Not every country can afford to bring heavy artillery against its private sector: politics would not allow it. Aggregators can be a much smoother tool to keep the lending market fair, giving banks a reasonable economic chance to compete with data-rich tech giants.

Pick up JioPhone next. It will release data on a large segment of the sparsely banked population. Jio, Ambani’s 4G telecommunications network, will capture some of it as subscribers to its low-end data plans buy groceries from JioMart, an online partnership with neighborhood stores across India. Google will also obtain valuable data about users’ location and search queries. Facebook will tap into its own knowledge as the social media giant grows its base of half a billion Indian customers for WhatsApp and a growing craze for Instagram Reels, a video-sharing platform. Unsurprisingly, then, Google wants to influence India’s deposit market, and Facebook is biting the small business lending pie.

When it comes to real-time data, banks can never match the influence of platforms. But account aggregator snapshots can help them take a break.

Just enough additional data that will tell them whether a customer is more credible than a low (or no) credit score suggests can make a big difference in profit, especially as banks won’t have to pay hefty fees to businesses like Jio, Google or Facebook for your proprietary ratings. By explicitly owning and sharing their data, customers will avoid getting caught up in the technology industry’s biased algorithms. Small businesses will be able to show their cash flows to creditors by pooling everything from tax payments to customer receipts. Once telecommunications companies come on board, an affordable “buy now, pay later” refrigerator purchase will become possible for a low-income family who pays their phone bills regularly.

The aggregation, being a utility, will be like tap water for the Evian platforms, and will have the corresponding price. Who will own the tubes?

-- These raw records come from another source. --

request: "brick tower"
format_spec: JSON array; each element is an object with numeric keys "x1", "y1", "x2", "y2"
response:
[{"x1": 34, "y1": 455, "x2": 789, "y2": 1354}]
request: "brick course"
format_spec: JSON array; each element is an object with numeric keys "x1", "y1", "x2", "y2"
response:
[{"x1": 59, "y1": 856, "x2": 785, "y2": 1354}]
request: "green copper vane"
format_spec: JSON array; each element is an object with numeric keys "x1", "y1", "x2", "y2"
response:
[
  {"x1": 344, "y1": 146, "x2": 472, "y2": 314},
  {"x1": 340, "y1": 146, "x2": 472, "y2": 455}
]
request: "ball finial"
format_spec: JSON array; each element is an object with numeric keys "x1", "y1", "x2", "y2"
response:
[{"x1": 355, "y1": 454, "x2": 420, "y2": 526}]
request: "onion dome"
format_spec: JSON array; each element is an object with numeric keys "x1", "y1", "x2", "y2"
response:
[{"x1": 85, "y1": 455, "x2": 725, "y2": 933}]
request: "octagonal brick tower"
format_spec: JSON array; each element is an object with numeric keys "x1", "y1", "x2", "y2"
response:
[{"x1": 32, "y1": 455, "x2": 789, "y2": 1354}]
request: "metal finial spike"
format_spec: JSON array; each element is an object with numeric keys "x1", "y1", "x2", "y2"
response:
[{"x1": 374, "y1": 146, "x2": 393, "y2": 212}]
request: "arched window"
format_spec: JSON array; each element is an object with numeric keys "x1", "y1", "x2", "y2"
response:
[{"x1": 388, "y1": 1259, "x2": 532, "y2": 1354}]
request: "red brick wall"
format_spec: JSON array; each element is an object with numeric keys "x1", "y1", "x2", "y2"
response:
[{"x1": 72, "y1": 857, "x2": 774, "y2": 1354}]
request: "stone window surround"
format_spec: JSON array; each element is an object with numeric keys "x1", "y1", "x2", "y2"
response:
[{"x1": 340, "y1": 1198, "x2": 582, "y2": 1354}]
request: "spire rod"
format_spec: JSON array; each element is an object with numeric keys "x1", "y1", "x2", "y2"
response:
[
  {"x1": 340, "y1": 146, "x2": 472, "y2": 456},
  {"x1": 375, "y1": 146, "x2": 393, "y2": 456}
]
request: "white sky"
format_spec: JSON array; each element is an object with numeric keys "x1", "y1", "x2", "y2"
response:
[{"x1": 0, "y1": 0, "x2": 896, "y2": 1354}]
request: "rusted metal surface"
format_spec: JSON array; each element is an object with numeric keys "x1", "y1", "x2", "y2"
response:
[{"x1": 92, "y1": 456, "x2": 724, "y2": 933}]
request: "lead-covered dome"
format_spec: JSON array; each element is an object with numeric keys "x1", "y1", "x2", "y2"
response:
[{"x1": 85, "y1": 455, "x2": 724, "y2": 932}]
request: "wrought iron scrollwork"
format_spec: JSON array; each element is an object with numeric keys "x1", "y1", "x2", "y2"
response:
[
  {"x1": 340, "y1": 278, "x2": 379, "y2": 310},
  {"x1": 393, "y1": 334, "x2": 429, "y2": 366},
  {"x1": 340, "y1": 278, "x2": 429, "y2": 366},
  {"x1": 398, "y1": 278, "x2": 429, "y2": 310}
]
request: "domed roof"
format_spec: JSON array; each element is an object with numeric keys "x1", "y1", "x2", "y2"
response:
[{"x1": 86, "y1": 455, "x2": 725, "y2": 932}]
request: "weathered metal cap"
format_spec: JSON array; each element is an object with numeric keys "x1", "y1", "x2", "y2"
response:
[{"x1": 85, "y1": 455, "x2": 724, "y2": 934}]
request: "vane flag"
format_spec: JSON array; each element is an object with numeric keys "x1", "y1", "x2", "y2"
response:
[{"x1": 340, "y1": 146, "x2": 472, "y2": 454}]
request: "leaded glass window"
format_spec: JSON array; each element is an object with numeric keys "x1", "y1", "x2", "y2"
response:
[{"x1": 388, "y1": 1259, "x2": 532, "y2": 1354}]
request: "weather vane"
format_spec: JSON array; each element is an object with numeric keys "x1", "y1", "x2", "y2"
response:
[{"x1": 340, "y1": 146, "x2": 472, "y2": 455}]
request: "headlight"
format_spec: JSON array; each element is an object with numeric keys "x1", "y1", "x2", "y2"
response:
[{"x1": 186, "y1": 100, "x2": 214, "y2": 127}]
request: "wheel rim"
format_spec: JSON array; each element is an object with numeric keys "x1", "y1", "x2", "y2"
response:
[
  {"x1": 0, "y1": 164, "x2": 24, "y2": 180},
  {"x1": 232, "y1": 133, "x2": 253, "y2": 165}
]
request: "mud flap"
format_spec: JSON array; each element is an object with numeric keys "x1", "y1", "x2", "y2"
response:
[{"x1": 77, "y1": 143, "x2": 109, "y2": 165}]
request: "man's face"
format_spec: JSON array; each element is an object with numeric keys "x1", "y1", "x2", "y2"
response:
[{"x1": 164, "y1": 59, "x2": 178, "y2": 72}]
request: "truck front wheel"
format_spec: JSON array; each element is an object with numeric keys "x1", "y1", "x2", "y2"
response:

Walmar’s PhonePe, which manages India’s most popular digital wallet, has received approval in principle to be a central bank aggregator. Eight banks, which together account for 48% of all accounts in the country, agreed to use the structure, which went into operation on Thursday.

It’s a good start. Banks desperately need help to stay in the money game. Or they will simply cry to regulators and ask them for special protections against Big Tech. This would hamper experimentation and delay the credit revolution that $50 phones (approximately Rs. 3,650) can trigger.